Tuesday, September 26, 2006

Men of Letters

Taking advantage of a last-minute invitation, I'm liveblogging the PajamasMedia get-together at the National Press Club. My first time attending one of these things. It certainly is a pleasure to meet many people whom I've only read from before. I met hard-driving Pamela right at the door, and intrepid travel-blogger Michael Totten (does being taller make one braver?) a few moments later, publisher Adam Bellow, and many more.

(I no longer use a notebook computer at these events; I laboriously type everything into my handheld "toy" - a Dell Axim X51. With the rhinoskin cover, I can pretty much carry my computer in my back pocket. I'll do the editing later.)

As I meet and greet old friends for the first time, my mind fixes on an analogy to our little community of bloggers. The more I think about it, the more certain I am that it applies:

We bloggers are "men of letters".

Most people don't realize that what we call the mainstream media really only dates back to the first daily newspapers of the early eighteenth century. Before that, and for over a hundred years later, it was the letter-writers who shaped the world. The salons of the French and the coffee-houses of the English are the places where politics, science, and culture were shaped. Us bloggers use email and blog posts to communicate. Our spiritual predecessors used letters and
mass-produced pamphlets.

It was the letter-writers who have the fame and infamy for creating the French and American revolutions; newspapers were a poor accessory.

I date the end of the era of the dominance of the letter-writers to the election of Andrew Jackson in the nineteenth century. For the first time, the great size and ease of communications of the United States of America permitted an unprecedented campaign of national vilification of a devoted public servant...

Ah, I should be paying more attention to the lecture. Benjamin Franklin in a
green suit? I love it!...Reynolds talks about his invitation to the White House
today and the dangers of faction...

The men of letters essentially organized themselves to replace the monarchs and courtiers of their time with the rule of men like themselves. When newspapers grew more prominent in the public consciousness, the letter-men peacefully yielded leadership to the democratic majority -

Ah, Barone is striking near as he talks of drawing and quartering courtiers.
"Real partisanship", as he puts it...

Because of their scale and advertising support

- oh come on, the baby-boom generation wasn't ALL bad -

newspapers have displaced pamphlets for nearly two centuries. The rise of weblogs and the ease of email may now be swinging the reins of democratic power back into the hands of the class which created it in the first place.

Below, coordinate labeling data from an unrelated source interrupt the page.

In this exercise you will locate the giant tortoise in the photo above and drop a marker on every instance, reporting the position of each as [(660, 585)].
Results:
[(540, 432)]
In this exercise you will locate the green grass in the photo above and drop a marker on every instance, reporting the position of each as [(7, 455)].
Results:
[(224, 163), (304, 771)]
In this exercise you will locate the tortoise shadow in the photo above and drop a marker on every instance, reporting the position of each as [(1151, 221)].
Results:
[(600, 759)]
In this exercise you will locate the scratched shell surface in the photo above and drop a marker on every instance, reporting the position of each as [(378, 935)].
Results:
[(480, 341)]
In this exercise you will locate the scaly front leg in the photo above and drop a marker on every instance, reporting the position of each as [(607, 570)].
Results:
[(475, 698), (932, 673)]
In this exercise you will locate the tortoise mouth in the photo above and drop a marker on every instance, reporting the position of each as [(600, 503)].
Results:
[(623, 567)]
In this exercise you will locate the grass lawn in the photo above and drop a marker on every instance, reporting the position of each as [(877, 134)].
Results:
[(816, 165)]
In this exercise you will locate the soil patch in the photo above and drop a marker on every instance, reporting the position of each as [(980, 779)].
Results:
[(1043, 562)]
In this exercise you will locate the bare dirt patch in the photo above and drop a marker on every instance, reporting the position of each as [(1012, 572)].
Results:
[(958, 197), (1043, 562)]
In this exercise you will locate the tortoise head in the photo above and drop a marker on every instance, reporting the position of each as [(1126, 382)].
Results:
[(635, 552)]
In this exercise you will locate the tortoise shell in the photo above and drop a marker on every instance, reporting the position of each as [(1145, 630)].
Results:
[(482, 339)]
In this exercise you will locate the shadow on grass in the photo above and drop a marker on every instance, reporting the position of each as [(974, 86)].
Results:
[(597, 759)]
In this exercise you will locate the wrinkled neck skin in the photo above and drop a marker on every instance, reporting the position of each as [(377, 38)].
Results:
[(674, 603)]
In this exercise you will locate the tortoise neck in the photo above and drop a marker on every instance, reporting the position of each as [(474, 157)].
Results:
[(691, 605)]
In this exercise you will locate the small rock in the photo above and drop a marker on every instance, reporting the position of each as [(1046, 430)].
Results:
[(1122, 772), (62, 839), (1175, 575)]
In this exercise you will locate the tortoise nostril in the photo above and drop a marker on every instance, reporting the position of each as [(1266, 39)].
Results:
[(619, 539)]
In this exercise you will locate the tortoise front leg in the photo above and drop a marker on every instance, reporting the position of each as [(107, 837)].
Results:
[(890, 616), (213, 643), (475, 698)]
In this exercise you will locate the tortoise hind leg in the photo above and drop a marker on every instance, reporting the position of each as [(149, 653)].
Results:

May we use that power well and to the benefit of all mankind.

Update: A rebuttal from Tristam Shandy tries to trash us PJM folks by comparing us specifically to Thomas Paine. That's really good. Paine's Common Sense convinced many colonists of the tyranny of George III, just as Charles Johnson's exposure of the CBS "Rathergate" scandal convinced many Americans of the tyranny of the mainstream media. Later, Paine supported the French Revolution, but not the Regicide or the Terror.

When he died, one newspaper obituary read: "He had lived long, did some good and much harm." Perhaps when we pass on, we will have the honor of the MSM characterizing us the same way.